To deploy the Docker images to Docker Hub, follow these steps:

  1. Log in to Docker Hub

    First, log in to your Docker Hub account:

    docker login

    Enter your username and password/token. If you have 2FA enabled, generate a Personal Access Token in Docker

  2. Build the Docker Images

    Build the images with appropriate tags pointing to your repository. Navigate to the folder containing your docker-compose-prod.yml and run:

    docker build -t splinterpg/splinter-db:1.0 webapp/database
    docker build -t splinterpg/splinter-frontend:1.0 webapp/frontend
    docker build -t splinterpg/splinter-exam-storage:1.0 exam_storage
    docker build -t splinterpg/splinter-inference-engine:1.0 inference_engine

    You can add --push at the end of each command if you have Docker Buildx, otherwise, push the images manually.

  3. Push the Docker Images to Docker Hub

    Push the images to Docker Hub:

    docker push splinterpg/splinter-db:1.0
    docker push splinterpg/splinter-frontend:1.0
    docker push splinterpg/splinter-exam-storage:1.0
    docker push splinterpg/splinter-inference-engine:1.0

    After pushing, check the repository on Docker Hub to ensure the images are available.

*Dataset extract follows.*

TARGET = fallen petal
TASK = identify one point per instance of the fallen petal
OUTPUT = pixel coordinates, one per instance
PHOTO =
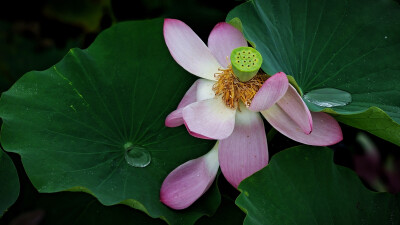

  4. Modify Docker Configuration

    Modify the docker-compose-prod.yml file to pull the images from your Docker Hub repository. Replace the image names with the ones you pushed to Docker Hub.

  5. Test Deployment

    Test the deployment by running the docker-compose-prod.yml file:

    docker-compose -f docker-compose-prod.yml pull
    docker-compose -f docker-compose-prod.yml up -d

    This will pull the latest images and run the containers in the background.

Login Credentials

Known Issues

  • Issue: exec /docker-entrypoint.sh: no such file or directory after running the Docker containers

    For detailed troubleshooting steps and solution, refer to this Stack Overflow post.

  • Unresolved References in IDE:

    If you encounter unresolved references in your IDE (like PyCharm), follow these steps to resolve the issue:

    1. Open PyCharm and navigate to File -> Settings -> Project:Splinter -> Project Structure.
    2. Locate the inference_engine module within your project structure.
    3. Mark inference_engine as Sources root

    This action informs PyCharm that the inference_engine module should be recognized as a source directory, resolving unresolved references and enabling proper module imports within your project.